Le scénario qui doit vous préoccuper
Un collaborateur bien intentionné colle le courrier d'un client dans un outil gratuit pour en améliorer la réponse. Dans ce courrier : un nom, une adresse, des données de santé ou des chiffres financiers. Sur un compte gratuit grand public, ces contenus peuvent être conservés hors de Suisse et, selon les réglages, servir à l'amélioration des modèles. Votre client n'a jamais consenti à cela, et au sens de la nLPD, la responsabilité vous appartient, pas au collaborateur.
Pourquoi l'interdiction pure ne fonctionne pas
Certaines entreprises réagissent en bloquant tout. Le résultat est connu : les collaborateurs passent sur leur téléphone privé, et l'entreprise perd à la fois le contrôle et la visibilité. Le gain de temps est réel pour celui qui utilise ces outils, de l'ordre de plusieurs heures par semaine pour un poste administratif. Une interdiction qui prive vos équipes de ce gain sans alternative ne tiendra pas six mois.
Trois règles simples qui changent tout
Une charte d'une page suffit dans la plupart des PME. L'essentiel tient en trois points :
- Jamais de données personnelles de clients ou de collaborateurs dans un outil grand public gratuit. Noms, adresses, salaires, données médicales, contrats : tout cela reste dehors.
- Des comptes professionnels payants, configurés pour que vos contenus ne servent pas à l'entraînement des modèles. Cette option existe, elle se vérifie par écrit.

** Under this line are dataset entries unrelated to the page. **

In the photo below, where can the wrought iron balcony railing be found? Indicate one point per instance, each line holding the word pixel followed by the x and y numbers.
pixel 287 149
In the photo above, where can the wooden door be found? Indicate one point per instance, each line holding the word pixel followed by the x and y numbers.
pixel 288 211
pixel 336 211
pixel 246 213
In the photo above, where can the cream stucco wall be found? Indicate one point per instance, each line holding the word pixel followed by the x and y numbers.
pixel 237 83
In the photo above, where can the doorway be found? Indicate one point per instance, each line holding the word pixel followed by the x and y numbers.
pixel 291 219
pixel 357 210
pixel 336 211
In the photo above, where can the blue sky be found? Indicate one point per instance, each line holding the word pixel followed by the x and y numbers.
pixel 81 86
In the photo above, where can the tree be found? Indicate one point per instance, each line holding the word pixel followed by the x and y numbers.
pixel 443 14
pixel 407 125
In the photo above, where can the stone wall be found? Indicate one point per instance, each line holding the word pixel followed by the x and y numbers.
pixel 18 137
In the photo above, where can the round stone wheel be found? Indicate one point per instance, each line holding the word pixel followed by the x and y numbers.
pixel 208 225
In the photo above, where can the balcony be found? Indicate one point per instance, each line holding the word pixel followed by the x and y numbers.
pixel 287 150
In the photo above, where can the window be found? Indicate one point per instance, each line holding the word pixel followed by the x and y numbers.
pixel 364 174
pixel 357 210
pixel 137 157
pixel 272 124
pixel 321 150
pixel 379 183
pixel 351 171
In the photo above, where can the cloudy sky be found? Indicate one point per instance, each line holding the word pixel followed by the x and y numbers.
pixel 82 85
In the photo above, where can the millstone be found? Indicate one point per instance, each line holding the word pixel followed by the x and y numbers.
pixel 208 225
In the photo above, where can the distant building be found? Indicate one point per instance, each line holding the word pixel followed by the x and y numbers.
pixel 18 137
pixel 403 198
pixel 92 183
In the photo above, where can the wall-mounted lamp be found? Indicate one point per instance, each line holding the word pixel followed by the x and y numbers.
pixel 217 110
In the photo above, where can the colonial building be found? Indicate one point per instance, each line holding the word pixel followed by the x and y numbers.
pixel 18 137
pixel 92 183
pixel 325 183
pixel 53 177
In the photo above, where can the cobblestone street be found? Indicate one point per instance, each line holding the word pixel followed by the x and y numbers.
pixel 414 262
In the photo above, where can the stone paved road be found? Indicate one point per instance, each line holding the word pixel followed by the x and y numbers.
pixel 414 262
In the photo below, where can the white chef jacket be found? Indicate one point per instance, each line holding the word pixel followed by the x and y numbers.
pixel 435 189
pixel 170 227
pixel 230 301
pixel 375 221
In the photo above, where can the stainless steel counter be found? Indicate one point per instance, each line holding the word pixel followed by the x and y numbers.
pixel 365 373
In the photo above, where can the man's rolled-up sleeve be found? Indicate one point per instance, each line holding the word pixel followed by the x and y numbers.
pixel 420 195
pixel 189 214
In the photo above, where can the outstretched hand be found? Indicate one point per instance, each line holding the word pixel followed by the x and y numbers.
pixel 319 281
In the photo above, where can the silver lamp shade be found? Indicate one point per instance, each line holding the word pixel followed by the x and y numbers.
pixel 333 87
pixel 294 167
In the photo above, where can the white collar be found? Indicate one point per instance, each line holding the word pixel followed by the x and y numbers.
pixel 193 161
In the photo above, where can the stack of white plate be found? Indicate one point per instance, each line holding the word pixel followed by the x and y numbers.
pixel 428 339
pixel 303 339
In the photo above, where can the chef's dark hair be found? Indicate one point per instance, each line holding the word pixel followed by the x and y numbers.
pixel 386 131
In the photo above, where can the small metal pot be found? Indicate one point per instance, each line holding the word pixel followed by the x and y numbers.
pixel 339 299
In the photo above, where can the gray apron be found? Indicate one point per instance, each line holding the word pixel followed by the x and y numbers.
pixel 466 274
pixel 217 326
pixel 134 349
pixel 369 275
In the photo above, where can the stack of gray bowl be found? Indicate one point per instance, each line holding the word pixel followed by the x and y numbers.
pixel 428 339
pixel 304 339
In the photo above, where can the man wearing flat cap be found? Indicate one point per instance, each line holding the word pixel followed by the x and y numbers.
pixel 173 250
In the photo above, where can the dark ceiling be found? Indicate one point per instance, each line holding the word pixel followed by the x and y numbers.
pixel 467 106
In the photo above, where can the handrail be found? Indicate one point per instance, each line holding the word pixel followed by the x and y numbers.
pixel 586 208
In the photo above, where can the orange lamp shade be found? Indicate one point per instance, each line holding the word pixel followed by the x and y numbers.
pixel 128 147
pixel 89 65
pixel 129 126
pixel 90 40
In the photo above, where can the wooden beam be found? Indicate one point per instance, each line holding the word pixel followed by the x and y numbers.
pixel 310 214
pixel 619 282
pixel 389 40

- Un référent interne à qui poser les questions. Pas un comité, une personne. Le doute doit pouvoir se lever en cinq minutes, sinon chacun tranche seul.
De l'usage sauvage à l'usage utile
Une fois le cadre posé, la question intéressante apparaît : où ces outils apportent-ils vraiment quelque chose ? Les usages individuels (reformuler, résumer, traduire) sont un début. Le gain sérieux vient quand l'entreprise connecte l'IA à ses propres processus, avec ses règles et ses validations. C'est la différence entre vingt usages isolés et un processus qui tourne. Nous l'avons détaillée dans notre article sur les premiers pas de l'IA en PME.
Le conseil Akasia
Faites l'inventaire avant de faire la charte. Demandez simplement à vos équipes, sans ton accusateur, qui utilise quoi et pour quelles tâches. Vous découvrirez au passage où le besoin d'automatisation est le plus fort : les endroits où vos collaborateurs bricolent déjà avec ChatGPT sont presque toujours les meilleurs candidats pour un vrai projet, proprement encadré cette fois.